Beyond the obvious cluelessness that leads them into a death trap, there is a running theme throughout Rosencrantz and Guildenstern in which the characters confuse themselves for each other. At one point, they meet a band of actors and make introductions as follows:
ROS: My name is Guildenstern, and this is Rosencrantz.
[Guil confers briefly with him.]
[Without embarrassment] I'm sorry—his name's Guildenstern, and I'm Rosencrantz.
This continues when they are supposed to meet Hamlet to question him about his odd behavior. Of course, this doesn't come naturally to them, so they have to practice beforehand.
GUIL: I'm him, you see.
ROS: Who am I then?
GUIL: You're yourself.
ROS: And he's you?
GUIL: Not a bit of it.
ROS: How should I begin?
GUIL: Address me.
ROS: My dear Guildenstern!
GUIL: [quietly] You've forgotten—haven't you?
ROS: My dear Rosencrantz!
GUIL: [qreat control] I don't think you quite understand. What we are attempting is a hypothesis in which I answer for him, while you ask me questions.
ROS: Ah! Ready?
GUIL: You know what to do?
GUIL: Are you stupid?
GUIL: Are you deaf?
ROS: How should I begin?
GUIL: Address me.
ROS: My honoured lord!
GUIL: My dear Rosencrantz!
ROS: Am I pretending to be you, then?
Stoppard fuckin' knows, man. Who hasn't had this exact conversation after two blunts?? It's really the only way you can have this conversation at all.

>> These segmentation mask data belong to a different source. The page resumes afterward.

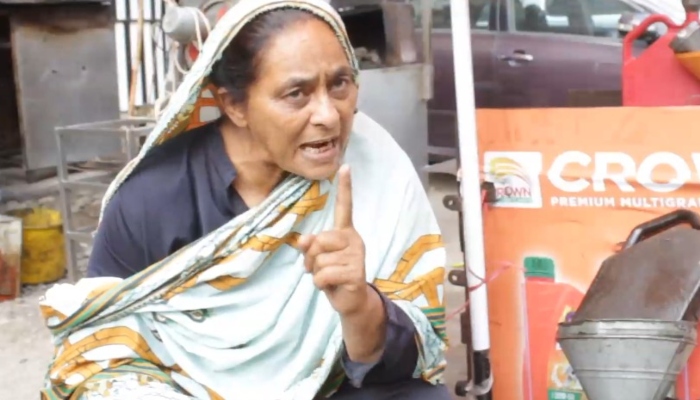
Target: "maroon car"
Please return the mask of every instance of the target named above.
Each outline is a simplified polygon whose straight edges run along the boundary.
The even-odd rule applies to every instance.
[[[653,13],[634,0],[470,0],[477,108],[574,106],[572,94],[604,91],[620,102],[626,13]],[[434,5],[435,95],[431,155],[456,154],[450,5]],[[579,104],[580,105],[580,104]]]

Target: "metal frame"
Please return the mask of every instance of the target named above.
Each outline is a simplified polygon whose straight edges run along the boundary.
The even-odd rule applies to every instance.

As if exchanges like the above didn't make it obvious enough, Stoppard slips a big clue in the first five pages before we are fully oriented to the presence of THC particles swirling around in Ros's and Guil's bloodstreams. The play begins with the two characters flipping heads on a coin 92 times in a row, which prompts Guil to wax poetic on the nature of probability:
Syllogism the second: One, probability is a factor which operates within natural forces. Two, probability is not operating as a factor. Three, we are now within un-, sub-, or supernatural forces.
Humans have long understood the supernatural properties of weed, Jah bless, and Stoppard is no stranger to them. In fact, I'm gonna borrow that line to fuck with stoned people after smoking with them: "We are now operating within supernatural forces" (extremely Darth Vader voice). Just a little something to let 'em know shit's about to get weird.
Ultimately, we don't get high just to practice for the day we might try to outsmoke the Dogg. We get high to sit around and contemplate the meaning of life and death. Faced with their own mortality, Rosencrantz and Guildenstern take a big puff and leave us with this:
GUIL: [quietly] Where we went wrong was getting on a boat. We can move, of course, change direction, rattle about, but our movement is contained within a larger one that carries us along as inexorably as the wind and current…
ROS: They had it in for us, didn't they? Right from the beginning. Who'd have thought that we were so important?
GUIL: But why? Was it all for this? Who are we that so much should converge on our little deaths? Who are we?